The parking problem riddle

According to http://mathworld.wolfram.com/RenyisParkingConstants.html, if $M(n)$ is the expected number of cars of length 1 to fit onto a stripe of length $n$, you have $$ m := \lim_{n\to\infty} \frac{M(n)}{n} \approx 0.7476 \text{.} $$

In other words, the expected density (i.e., the total length of the parked cars divided by the length of the pavement) goes to $0.7476\ldots$ as the pavement length goes to infinity.
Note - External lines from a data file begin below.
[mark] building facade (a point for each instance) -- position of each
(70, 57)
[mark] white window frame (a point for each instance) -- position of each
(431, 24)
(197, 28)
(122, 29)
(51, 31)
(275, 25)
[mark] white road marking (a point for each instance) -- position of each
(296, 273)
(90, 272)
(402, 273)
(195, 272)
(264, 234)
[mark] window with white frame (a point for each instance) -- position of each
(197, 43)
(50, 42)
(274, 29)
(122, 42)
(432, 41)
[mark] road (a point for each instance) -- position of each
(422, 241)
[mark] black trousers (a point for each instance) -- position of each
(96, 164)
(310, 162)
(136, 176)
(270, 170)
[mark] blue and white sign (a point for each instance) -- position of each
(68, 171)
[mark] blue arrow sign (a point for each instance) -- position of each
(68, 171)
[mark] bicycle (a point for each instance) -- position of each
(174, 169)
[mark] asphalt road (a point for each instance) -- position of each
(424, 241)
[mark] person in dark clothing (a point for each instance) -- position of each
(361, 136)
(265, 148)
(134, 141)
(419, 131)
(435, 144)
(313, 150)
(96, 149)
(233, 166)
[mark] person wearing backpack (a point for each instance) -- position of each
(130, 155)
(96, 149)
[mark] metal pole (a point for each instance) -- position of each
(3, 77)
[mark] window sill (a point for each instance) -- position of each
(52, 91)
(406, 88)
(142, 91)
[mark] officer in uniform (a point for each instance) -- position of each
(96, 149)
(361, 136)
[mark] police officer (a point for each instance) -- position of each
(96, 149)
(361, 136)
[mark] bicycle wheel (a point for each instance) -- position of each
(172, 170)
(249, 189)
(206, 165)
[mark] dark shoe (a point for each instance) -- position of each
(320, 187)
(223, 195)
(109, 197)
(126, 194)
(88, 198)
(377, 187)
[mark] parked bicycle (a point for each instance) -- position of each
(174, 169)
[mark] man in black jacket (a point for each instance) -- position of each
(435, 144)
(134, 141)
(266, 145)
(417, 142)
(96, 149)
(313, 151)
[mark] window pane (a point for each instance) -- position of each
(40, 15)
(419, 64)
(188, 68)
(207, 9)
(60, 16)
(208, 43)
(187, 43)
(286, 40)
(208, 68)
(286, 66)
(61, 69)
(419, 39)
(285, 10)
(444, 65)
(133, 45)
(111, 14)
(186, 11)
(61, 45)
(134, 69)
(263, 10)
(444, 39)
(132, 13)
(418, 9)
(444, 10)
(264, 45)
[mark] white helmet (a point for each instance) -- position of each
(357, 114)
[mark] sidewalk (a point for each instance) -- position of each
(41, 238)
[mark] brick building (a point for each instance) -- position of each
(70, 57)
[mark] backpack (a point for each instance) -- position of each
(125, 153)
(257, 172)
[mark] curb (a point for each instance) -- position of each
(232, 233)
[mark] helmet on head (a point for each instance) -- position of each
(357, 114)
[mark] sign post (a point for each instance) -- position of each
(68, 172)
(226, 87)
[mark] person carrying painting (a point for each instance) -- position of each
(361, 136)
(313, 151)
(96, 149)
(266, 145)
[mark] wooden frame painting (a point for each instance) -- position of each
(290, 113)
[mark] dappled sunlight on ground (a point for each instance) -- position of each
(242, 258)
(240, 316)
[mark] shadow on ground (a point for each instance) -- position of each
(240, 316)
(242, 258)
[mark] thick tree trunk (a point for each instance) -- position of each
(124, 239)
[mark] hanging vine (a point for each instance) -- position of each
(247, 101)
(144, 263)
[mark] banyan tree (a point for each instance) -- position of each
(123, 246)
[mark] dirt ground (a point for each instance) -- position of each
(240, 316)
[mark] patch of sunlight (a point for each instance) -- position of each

In your case that leads to an estimate for the expected number $N$ of 3m long cars on a 300m long pavement of $$ \frac{3N}{300} \approx 0.7476 \implies N \approx 74.76 \text{.} $$

A more precise estimate from that page is $$ M(n) \approx mn + m - 1 \text{,} $$ again for the expected number of 1m long cars on a stripe of length $n$. To apply that to your question, one has to use that the expected number $N$ of 3m long cars on a 300m long stripe is the same as the expected number of 1m long cars on a 100m long stripe, which yields $$ N \approx M(100) \approx 74.51 \text{.} $$


Let $f(r)$ be the expected number of cars that will park in an interval of length $r$. By considering what happens when the first car comes along, we should have $$ f(r) = \cases{ 0 & if $r < 1$\cr 1 + \frac{1}{r-1} \int_0^{r-1} ds\; (f(s) + f(r-1-s))\cr \ = 1 + \frac{2}{r-1} \int_0^{r-1} ds \; f(s) & otherwise}$$ So:

If $1 \le r < 2$, $f(r) = 1$.

If $2 \le r < 3$, $f(r) = 1 + \frac{2 (r-2)}{r-1} = 3 - \frac{2}{r-1} $.

etc.

Unfortunately, by the time we get to $6 < r < 7$, the integrals can't be done in closed form.